Fiche M.07 · Numérique — par Paul, le Collapsologue

Cyberattaques et pannes numériques : la société débranchée

Électricité, eau, banques, hôpitaux, logistique : tout dépend désormais de systèmes numériques interconnectés. Une panne majeure — accidentelle ou hostile — peut débrancher des pans entiers de la société en quelques heures.

Mis à jour en juillet 2026 · Lecture : 9 min · Sources : ANSSI, RTE, ENISA

L'essentiel en 30 secondes

  • Nos services vitaux — eau, électricité, banques, hôpitaux, logistique — dépendent tous de systèmes numériques.
  • Les rançongiciels paralysent déjà régulièrement hôpitaux et collectivités en France, pour des semaines.
  • L'électricité est le maillon maître : sans elle, le numérique s'éteint ; sans numérique, le réseau se pilote mal.
  • La parade est hors ligne : liquide, papier, radio, lampes, eau, vivres — et de bonnes habitudes numériques.

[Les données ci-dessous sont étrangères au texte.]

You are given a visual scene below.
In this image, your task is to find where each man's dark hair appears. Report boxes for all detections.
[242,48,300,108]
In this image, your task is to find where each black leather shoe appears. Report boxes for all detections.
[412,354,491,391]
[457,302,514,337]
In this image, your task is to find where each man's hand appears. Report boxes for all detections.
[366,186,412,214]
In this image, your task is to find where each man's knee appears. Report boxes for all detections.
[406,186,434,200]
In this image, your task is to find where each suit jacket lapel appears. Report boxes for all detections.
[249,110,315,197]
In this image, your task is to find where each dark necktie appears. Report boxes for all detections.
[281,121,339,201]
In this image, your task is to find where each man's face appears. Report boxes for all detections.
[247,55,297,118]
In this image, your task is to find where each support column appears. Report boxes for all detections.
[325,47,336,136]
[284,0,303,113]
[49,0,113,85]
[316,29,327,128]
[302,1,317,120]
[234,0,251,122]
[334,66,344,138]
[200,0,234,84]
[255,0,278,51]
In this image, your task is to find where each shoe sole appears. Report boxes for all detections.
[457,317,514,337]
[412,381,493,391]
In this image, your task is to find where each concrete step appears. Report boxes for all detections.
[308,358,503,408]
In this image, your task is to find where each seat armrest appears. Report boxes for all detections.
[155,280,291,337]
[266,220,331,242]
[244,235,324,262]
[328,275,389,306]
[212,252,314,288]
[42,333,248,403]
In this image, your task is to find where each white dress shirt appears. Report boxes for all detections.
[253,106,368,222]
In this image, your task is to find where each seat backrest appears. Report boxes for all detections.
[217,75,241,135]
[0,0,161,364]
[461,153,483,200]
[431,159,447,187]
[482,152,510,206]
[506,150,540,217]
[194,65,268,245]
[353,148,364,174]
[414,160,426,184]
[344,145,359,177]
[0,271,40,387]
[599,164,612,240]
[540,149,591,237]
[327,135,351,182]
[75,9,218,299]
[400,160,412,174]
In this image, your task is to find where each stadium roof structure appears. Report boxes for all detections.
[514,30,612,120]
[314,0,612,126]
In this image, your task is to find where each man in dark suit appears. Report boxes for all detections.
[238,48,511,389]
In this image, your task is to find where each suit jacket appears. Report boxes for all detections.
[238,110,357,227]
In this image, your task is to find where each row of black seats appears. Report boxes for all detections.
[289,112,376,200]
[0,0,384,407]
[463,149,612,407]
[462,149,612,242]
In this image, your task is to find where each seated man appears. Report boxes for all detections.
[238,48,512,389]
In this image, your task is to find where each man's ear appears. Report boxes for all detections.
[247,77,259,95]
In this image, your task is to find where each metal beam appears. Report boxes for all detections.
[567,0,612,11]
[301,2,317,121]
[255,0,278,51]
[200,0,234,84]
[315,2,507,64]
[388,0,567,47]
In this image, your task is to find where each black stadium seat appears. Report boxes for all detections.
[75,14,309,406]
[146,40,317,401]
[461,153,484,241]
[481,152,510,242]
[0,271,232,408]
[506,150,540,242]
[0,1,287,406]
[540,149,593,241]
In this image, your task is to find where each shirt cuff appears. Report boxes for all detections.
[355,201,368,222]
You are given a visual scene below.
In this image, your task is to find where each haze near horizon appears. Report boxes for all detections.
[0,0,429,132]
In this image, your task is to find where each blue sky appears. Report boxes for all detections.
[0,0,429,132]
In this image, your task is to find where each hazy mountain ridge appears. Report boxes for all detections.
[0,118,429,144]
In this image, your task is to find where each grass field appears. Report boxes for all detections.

1. Une dépendance devenue totale — et invisible

Faites l'exercice mentalement, honnêtement : sans électricité ni réseau, que reste-t-il ? Plus de paiements, plus de pompes à essence, plus de feux tricolores, plus de distributeurs, plus de chaîne du froid, plus de téléphonie mobile passé quelques heures de batteries de secours, plus d'accès aux dossiers médicaux, plus de commande des vannes d'eau potable. Nos ancêtres vivaient dans un monde qui tolérait la panne ; nous vivons dans un monde qui ne la tolère plus.

Cette dépendance a une propriété redoutable : elle est invisible en temps normal. Le réseau fonctionne si bien qu'on oublie jusqu'à son existence. C'est exactement pour cette raison qu'il constitue une menace de premier ordre : nous avons construit une civilisation d'une efficacité inouïe en éliminant toutes les redondances — les marges, les stocks, les procédures manuelles, les compétences de secours. L'efficacité et la résilience sont, hélas, souvent antagonistes.

« Nous avons remplacé toutes nos redondances par de l'efficacité. Le jour où le réseau tousse, il ne reste rien derrière. »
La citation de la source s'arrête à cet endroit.